Amid a rise in bilateral trade, India initiated 12 investigations against Chinese products in the first half of this year, becoming the country with the most trade remedy probes against China. During the period, 11 investigations were launched by the US, according to statistics from China's Ministry of Commerce (MOFCOM).

Wang Hejun, head of the MOFCOM's trade remedy and investigation bureau, said last week that India should avoid abusing trade remedy measures and bilateral trade disputes should be settled through consultation.

There are other explanations behind the intensified trade conflicts between India and China. After years of development, India's industries have made progress, and many companies in India now produce items that could compete with those from China.

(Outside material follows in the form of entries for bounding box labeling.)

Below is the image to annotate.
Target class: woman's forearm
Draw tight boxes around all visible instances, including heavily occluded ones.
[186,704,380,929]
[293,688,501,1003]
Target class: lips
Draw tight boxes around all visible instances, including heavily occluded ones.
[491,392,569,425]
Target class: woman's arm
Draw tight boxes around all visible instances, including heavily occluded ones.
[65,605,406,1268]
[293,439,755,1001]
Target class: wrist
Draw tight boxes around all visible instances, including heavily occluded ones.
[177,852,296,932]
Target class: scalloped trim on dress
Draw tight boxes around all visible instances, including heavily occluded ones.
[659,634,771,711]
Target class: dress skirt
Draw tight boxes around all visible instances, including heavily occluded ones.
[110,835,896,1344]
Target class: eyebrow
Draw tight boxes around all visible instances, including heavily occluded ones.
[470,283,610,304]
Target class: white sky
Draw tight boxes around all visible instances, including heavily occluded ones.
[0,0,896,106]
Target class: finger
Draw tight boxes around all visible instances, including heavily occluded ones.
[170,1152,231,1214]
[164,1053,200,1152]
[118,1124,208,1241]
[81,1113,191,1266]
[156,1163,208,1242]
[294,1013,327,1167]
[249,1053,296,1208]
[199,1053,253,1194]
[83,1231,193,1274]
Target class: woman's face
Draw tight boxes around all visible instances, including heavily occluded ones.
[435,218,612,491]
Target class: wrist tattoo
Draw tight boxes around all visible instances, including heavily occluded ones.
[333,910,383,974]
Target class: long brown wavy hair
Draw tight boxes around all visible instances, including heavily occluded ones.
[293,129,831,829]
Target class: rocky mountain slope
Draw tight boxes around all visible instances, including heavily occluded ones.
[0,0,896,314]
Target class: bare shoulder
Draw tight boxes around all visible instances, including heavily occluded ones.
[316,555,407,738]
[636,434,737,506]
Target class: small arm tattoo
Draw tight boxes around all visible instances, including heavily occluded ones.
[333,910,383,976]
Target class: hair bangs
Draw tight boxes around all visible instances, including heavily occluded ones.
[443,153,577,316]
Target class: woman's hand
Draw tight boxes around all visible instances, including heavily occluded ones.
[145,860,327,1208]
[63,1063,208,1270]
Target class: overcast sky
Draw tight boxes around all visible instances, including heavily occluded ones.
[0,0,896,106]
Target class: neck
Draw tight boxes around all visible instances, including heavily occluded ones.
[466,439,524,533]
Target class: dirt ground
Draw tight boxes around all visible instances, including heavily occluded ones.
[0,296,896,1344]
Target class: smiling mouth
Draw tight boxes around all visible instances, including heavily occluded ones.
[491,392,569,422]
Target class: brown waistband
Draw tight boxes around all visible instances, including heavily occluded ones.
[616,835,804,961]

Chinese producers still have the upper hand, but it seems understandable for the Indian government to be eager to protect local industries.

But it is wrong to resort to trade remedy measures to drive Chinese products out of the local market.

First, curbing imports of certain products from China may affect the relevant downstream market in India. For instance, with the support of China's high-quality PV products, India's solar-power generating capacity surged 3.7 times over the past three years. If India imposes anti-dumping tariffs on Chinese PV products, the growth of the country's own fast-growing PV market may slow.

Second, without outside competitive pressure, local industries will be less motivated to invest in technical innovation to reduce costs and improve quality. That won't be conducive to the long-term development of the industry.

Based on what China experienced a decade ago, it is inevitable that some companies will fail under the pressure of competition, but the ones that survive do so by upgrading and moving up the value chain.

At the same time that it is making great efforts in liberalizing foreign investment rules, India should also open up to foreign competition to facilitate the development of domestic manufacturing.